Wir können alles außer Betreuungsrecht! Oder: Im Allgäu hat der Notar-Richter das Ermessen weggeübt

27.12.2012 | AutorIn:  Dr. Oliver Tolmein | Behindertenrecht

Frohe Weihnachten ist gerade vorbei, das gute neue Jahr noch nicht angebrochen, da beglückt uns das Notariat Wangen im Allgäu mit einem Schreiben.

Notare sind in Württemberg nicht nur wichtig, sondern besonders wichtig; sie beurkunden nicht nur, sondern betätigen sich auch als Betreuungsgerichte.

Darüber ließe sich manches sagen, das ist aber an sich überflüssig, weil dieser Zustand 2017 ein Ende haben soll und bis dahin zumindest einige der zentralen Fragen - wie Unterbringung, Einwilligungsvorbehalt und Genehmigung von Zwangsmaßnahmen - auch in Württemberg den Amtsgerichten vorbehalten bleiben.

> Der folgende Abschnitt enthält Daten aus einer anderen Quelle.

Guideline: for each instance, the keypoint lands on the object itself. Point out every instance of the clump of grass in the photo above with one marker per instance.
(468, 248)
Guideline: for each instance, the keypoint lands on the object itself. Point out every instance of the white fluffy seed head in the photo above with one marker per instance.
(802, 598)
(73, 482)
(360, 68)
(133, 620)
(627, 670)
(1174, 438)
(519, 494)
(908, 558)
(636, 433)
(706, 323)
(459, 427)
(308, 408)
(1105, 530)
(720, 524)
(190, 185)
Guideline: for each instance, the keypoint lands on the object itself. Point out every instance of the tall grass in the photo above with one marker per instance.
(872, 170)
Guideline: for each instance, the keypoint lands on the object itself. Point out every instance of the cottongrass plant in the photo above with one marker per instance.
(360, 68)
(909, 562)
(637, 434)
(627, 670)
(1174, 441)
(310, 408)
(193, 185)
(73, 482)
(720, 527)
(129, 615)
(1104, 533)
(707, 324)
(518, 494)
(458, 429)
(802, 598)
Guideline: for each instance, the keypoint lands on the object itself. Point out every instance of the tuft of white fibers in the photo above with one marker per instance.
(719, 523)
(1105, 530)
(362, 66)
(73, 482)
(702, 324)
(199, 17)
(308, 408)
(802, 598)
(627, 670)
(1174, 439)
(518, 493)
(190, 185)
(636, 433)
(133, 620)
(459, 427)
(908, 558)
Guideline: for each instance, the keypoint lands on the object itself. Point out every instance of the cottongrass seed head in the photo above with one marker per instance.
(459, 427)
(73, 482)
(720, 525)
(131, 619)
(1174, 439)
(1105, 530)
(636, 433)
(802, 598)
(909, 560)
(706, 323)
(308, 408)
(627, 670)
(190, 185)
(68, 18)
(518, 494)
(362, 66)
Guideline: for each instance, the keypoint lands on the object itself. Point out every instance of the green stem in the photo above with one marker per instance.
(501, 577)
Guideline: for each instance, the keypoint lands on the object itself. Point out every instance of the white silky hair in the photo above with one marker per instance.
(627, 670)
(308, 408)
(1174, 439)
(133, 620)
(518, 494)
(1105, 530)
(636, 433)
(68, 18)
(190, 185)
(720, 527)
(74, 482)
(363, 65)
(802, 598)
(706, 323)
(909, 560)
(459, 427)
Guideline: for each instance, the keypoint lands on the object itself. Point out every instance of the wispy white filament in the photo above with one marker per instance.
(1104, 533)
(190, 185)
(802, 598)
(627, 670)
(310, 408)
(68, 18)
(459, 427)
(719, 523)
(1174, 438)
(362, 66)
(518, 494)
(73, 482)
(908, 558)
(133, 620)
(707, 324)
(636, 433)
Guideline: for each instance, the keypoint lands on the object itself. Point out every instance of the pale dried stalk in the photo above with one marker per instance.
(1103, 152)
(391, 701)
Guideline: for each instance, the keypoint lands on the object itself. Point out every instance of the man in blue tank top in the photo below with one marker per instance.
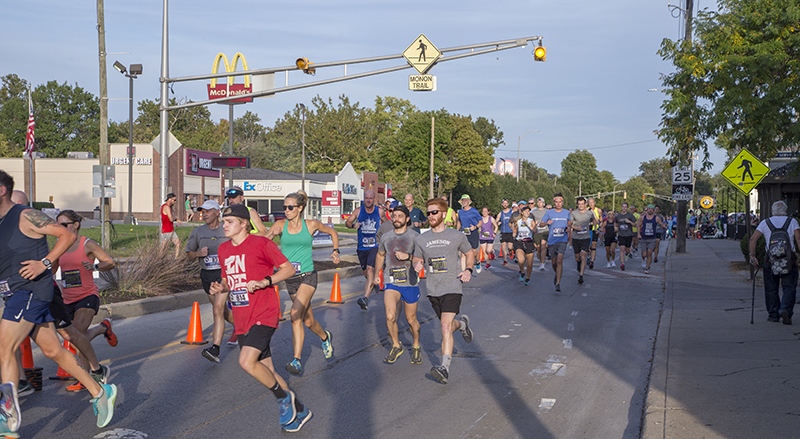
(366, 220)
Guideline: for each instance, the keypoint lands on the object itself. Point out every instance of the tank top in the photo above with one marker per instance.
(76, 281)
(166, 224)
(297, 248)
(15, 248)
(369, 228)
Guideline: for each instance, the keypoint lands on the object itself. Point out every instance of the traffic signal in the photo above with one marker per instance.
(305, 65)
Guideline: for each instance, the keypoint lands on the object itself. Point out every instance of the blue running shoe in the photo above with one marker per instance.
(301, 420)
(288, 412)
(103, 405)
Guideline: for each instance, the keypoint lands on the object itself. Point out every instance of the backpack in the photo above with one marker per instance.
(779, 249)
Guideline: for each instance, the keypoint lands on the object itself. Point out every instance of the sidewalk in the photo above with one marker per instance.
(714, 374)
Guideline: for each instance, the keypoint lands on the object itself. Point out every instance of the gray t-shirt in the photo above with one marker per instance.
(626, 228)
(580, 224)
(440, 250)
(205, 236)
(399, 272)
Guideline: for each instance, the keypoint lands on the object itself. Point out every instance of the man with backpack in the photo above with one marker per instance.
(780, 263)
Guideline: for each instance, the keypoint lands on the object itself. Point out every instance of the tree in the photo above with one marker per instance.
(737, 82)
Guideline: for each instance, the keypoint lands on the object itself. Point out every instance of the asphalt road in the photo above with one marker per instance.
(542, 364)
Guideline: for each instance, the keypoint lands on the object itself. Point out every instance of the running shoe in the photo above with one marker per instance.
(299, 422)
(416, 355)
(327, 346)
(111, 338)
(439, 373)
(103, 405)
(294, 366)
(211, 354)
(394, 354)
(287, 409)
(9, 410)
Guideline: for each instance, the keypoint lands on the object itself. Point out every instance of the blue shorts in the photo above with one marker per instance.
(409, 294)
(22, 304)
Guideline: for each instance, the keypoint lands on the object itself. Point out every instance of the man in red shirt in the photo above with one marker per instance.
(248, 264)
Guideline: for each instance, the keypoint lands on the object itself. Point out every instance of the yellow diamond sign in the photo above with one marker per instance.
(745, 172)
(421, 54)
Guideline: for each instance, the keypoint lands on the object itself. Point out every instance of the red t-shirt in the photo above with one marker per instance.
(254, 259)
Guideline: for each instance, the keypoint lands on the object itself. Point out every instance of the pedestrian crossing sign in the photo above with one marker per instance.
(745, 171)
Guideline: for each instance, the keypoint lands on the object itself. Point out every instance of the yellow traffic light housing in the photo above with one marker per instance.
(305, 65)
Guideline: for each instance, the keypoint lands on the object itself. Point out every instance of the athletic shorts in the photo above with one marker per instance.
(91, 301)
(558, 248)
(259, 337)
(581, 245)
(22, 305)
(624, 241)
(409, 294)
(367, 257)
(525, 246)
(447, 303)
(209, 276)
(308, 278)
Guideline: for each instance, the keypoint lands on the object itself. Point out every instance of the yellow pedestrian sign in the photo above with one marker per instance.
(745, 172)
(421, 54)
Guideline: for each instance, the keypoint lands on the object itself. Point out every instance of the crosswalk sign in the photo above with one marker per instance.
(745, 172)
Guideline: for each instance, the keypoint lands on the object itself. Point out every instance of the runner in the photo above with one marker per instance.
(399, 243)
(523, 244)
(366, 219)
(203, 245)
(167, 228)
(506, 237)
(625, 222)
(467, 221)
(488, 229)
(26, 285)
(248, 266)
(438, 251)
(560, 226)
(583, 220)
(540, 237)
(297, 244)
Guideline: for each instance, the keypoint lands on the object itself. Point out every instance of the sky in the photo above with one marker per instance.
(591, 93)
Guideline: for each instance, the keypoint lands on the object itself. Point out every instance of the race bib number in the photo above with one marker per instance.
(71, 279)
(211, 262)
(438, 265)
(239, 298)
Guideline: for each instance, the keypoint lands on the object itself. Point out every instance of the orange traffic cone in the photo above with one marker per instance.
(336, 291)
(195, 334)
(62, 374)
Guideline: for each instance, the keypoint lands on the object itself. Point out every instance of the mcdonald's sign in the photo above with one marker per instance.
(218, 91)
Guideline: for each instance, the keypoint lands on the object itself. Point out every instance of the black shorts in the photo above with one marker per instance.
(259, 337)
(307, 278)
(209, 276)
(367, 257)
(91, 301)
(446, 303)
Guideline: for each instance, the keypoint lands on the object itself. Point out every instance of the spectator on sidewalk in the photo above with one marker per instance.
(777, 308)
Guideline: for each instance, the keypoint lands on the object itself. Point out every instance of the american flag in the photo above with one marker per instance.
(29, 139)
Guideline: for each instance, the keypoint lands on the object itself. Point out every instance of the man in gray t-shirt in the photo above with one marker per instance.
(438, 253)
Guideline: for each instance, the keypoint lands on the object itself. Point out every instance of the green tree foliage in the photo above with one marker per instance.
(737, 82)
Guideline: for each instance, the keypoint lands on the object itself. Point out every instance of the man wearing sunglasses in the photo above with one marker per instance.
(439, 253)
(235, 195)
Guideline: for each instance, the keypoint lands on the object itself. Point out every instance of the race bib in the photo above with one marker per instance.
(211, 262)
(239, 298)
(71, 278)
(438, 265)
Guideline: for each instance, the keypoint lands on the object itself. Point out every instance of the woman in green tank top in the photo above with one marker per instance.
(296, 244)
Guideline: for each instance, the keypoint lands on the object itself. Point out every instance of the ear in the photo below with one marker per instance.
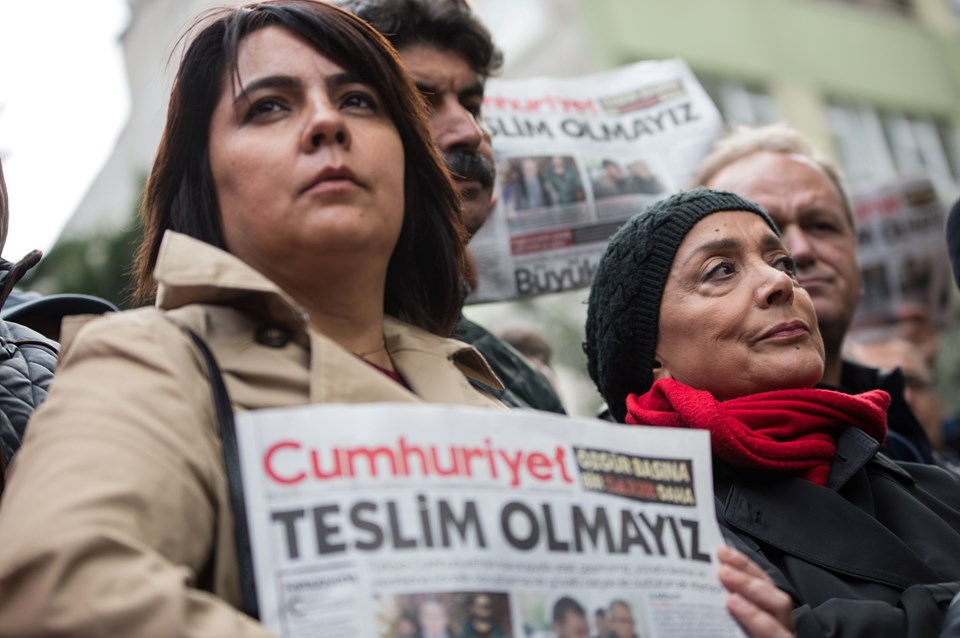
(660, 371)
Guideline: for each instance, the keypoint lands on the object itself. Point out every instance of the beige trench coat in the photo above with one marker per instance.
(118, 497)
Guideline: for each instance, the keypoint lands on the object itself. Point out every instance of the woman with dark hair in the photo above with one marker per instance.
(697, 320)
(299, 221)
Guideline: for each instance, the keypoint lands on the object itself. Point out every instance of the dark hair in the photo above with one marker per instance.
(425, 271)
(566, 605)
(448, 25)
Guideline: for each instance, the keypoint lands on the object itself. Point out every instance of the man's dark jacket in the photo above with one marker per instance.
(27, 362)
(524, 387)
(875, 553)
(906, 439)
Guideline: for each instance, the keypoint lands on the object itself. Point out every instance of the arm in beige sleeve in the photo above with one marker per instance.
(111, 506)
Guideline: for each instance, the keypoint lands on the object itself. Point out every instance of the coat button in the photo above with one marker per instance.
(272, 336)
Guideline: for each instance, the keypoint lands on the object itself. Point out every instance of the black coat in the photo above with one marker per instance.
(524, 387)
(875, 553)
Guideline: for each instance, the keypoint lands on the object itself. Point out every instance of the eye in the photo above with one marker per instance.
(359, 100)
(265, 107)
(473, 107)
(720, 271)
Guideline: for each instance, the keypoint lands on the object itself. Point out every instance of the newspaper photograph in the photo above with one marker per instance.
(392, 520)
(576, 157)
(903, 255)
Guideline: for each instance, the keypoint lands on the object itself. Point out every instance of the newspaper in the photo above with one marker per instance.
(576, 157)
(903, 255)
(382, 520)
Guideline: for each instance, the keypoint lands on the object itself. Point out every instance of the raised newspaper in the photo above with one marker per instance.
(383, 520)
(576, 157)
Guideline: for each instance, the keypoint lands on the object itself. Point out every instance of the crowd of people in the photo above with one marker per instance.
(322, 169)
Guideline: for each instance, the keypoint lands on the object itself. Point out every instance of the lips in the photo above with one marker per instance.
(786, 331)
(332, 177)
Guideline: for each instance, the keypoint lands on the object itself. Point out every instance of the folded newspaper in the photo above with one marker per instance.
(396, 519)
(576, 157)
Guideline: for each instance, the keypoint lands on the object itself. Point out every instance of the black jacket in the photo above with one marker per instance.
(27, 362)
(524, 386)
(875, 553)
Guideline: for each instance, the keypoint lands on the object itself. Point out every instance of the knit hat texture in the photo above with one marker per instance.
(4, 210)
(624, 306)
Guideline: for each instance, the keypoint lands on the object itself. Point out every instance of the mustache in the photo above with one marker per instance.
(470, 165)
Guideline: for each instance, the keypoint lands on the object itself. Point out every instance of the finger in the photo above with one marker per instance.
(756, 622)
(760, 592)
(730, 556)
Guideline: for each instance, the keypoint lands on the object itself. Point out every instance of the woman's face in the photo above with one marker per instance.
(733, 320)
(307, 164)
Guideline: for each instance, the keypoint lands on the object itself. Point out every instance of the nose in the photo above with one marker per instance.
(326, 125)
(799, 245)
(454, 127)
(776, 287)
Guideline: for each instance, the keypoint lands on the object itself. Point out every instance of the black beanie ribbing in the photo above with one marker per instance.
(624, 304)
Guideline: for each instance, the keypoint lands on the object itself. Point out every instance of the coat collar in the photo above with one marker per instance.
(821, 526)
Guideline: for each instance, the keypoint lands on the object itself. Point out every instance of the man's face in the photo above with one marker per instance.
(573, 625)
(454, 95)
(809, 211)
(482, 608)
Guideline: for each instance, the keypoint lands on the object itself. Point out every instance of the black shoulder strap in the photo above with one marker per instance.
(231, 462)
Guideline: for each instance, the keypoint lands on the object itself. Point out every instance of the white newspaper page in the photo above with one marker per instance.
(576, 157)
(903, 255)
(384, 520)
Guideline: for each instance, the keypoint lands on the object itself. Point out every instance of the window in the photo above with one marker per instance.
(741, 104)
(879, 145)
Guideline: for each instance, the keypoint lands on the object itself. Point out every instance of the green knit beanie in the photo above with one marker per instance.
(624, 306)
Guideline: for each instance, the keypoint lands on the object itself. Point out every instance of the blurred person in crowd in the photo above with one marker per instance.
(563, 182)
(434, 621)
(600, 623)
(888, 352)
(29, 331)
(802, 191)
(481, 621)
(860, 545)
(570, 619)
(300, 221)
(449, 54)
(612, 181)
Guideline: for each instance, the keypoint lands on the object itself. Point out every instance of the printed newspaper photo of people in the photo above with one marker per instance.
(716, 397)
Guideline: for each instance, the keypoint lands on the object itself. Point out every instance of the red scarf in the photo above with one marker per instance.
(783, 430)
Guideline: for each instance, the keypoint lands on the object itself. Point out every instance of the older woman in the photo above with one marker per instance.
(696, 320)
(297, 217)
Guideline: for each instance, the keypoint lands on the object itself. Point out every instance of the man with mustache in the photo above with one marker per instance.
(801, 189)
(450, 54)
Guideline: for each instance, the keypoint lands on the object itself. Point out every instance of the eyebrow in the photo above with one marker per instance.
(290, 82)
(728, 245)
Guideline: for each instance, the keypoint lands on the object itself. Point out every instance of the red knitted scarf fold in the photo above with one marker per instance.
(783, 430)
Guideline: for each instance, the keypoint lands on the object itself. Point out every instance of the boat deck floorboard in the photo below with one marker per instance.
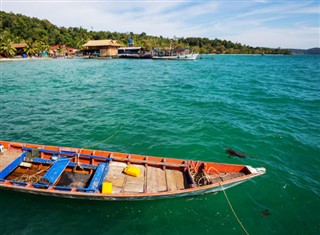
(7, 157)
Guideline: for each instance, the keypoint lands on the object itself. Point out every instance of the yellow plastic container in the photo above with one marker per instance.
(106, 187)
(131, 170)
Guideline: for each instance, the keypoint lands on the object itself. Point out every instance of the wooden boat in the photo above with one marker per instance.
(174, 54)
(102, 175)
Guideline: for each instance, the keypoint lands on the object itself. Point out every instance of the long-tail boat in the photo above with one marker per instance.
(103, 175)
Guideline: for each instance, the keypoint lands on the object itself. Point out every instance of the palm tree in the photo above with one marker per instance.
(6, 47)
(29, 48)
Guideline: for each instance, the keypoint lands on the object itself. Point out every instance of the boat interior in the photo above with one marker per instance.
(82, 170)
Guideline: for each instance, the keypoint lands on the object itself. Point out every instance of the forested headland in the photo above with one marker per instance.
(42, 35)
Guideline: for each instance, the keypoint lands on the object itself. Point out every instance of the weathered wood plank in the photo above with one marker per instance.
(7, 157)
(161, 180)
(135, 184)
(116, 176)
(179, 179)
(151, 180)
(171, 180)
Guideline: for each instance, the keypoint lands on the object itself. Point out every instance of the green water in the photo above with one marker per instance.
(266, 106)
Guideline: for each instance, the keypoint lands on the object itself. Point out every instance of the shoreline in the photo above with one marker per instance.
(23, 59)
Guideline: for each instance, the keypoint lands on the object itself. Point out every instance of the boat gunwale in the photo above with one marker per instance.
(28, 188)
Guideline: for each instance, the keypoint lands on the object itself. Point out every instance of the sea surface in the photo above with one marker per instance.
(265, 106)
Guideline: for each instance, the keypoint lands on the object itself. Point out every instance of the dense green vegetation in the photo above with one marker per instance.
(41, 35)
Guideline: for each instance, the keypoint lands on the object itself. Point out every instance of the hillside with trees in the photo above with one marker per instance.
(42, 34)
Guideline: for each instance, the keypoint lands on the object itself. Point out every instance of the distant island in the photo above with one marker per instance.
(41, 35)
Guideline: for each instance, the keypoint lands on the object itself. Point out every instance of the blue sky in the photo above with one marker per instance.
(265, 23)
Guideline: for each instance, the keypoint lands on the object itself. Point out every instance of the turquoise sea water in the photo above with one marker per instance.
(265, 106)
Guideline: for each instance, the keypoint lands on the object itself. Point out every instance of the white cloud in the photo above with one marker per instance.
(256, 23)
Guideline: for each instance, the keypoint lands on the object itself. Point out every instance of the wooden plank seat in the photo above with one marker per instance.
(135, 184)
(11, 166)
(53, 174)
(115, 176)
(175, 180)
(98, 176)
(156, 180)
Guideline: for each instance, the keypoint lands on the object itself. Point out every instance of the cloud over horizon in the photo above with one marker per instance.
(285, 24)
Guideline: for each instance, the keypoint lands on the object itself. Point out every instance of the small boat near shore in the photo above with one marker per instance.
(103, 175)
(174, 54)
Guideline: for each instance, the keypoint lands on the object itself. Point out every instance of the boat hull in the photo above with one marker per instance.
(46, 170)
(177, 57)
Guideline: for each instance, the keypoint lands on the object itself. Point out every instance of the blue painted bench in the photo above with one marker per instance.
(55, 171)
(13, 165)
(98, 176)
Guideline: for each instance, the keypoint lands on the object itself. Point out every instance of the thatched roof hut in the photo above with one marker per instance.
(102, 47)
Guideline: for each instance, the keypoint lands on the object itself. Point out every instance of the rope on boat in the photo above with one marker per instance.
(234, 213)
(226, 196)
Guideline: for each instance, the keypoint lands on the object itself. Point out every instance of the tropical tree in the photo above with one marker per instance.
(30, 48)
(6, 47)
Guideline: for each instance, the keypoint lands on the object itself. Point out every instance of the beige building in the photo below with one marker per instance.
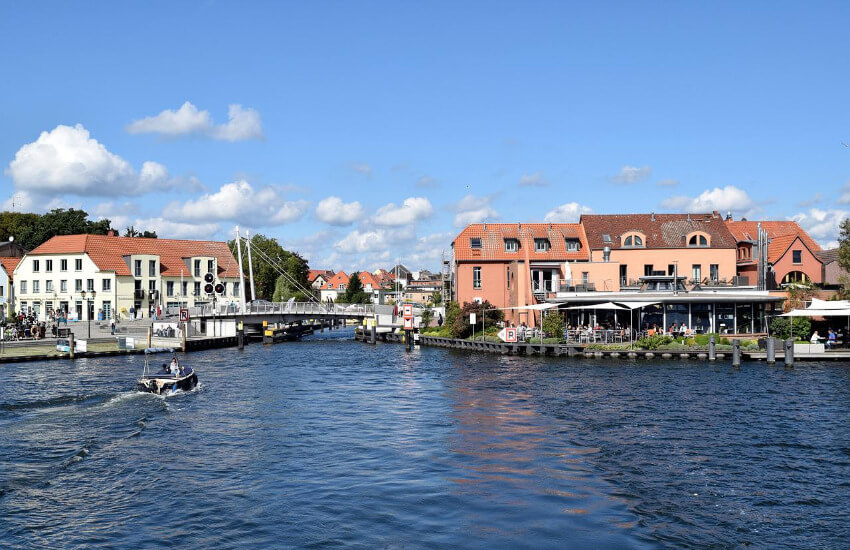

Aber in unserem Fall geht es um das Aufenthaltsbestimmungsrecht - und das ist dann nicht banal, wenn der Betreute raus aus dem Heim soll und rein ins Leben, der Notar-Richter aber, anders als der (ehrenamtliche) Betreuer, glaubt, dass Menschen ab einem bestimmten Schweregrad der Behinderung eigentlich im Heim besser aufgehoben sind und deswegen etwas einrichtet, was es meines Erachtens im Betreuungsrecht so gar nicht gibt, nämlich eine umfassende Gegenbetreuung, die sogar die Befugnis zum Öffnen der Post des Betreuten und vor allem die Aufgabe hat, den Aufenthaltswechsel zu erschweren, wenn nicht gar zu verhindern. Um nachvollziehen zu können, wie es so weit kam und warum denn eigentlich genau, habe ich als Anwalt des Betreuten das getan, was man halt so macht als Anwalt: Akteneinsicht anfordern.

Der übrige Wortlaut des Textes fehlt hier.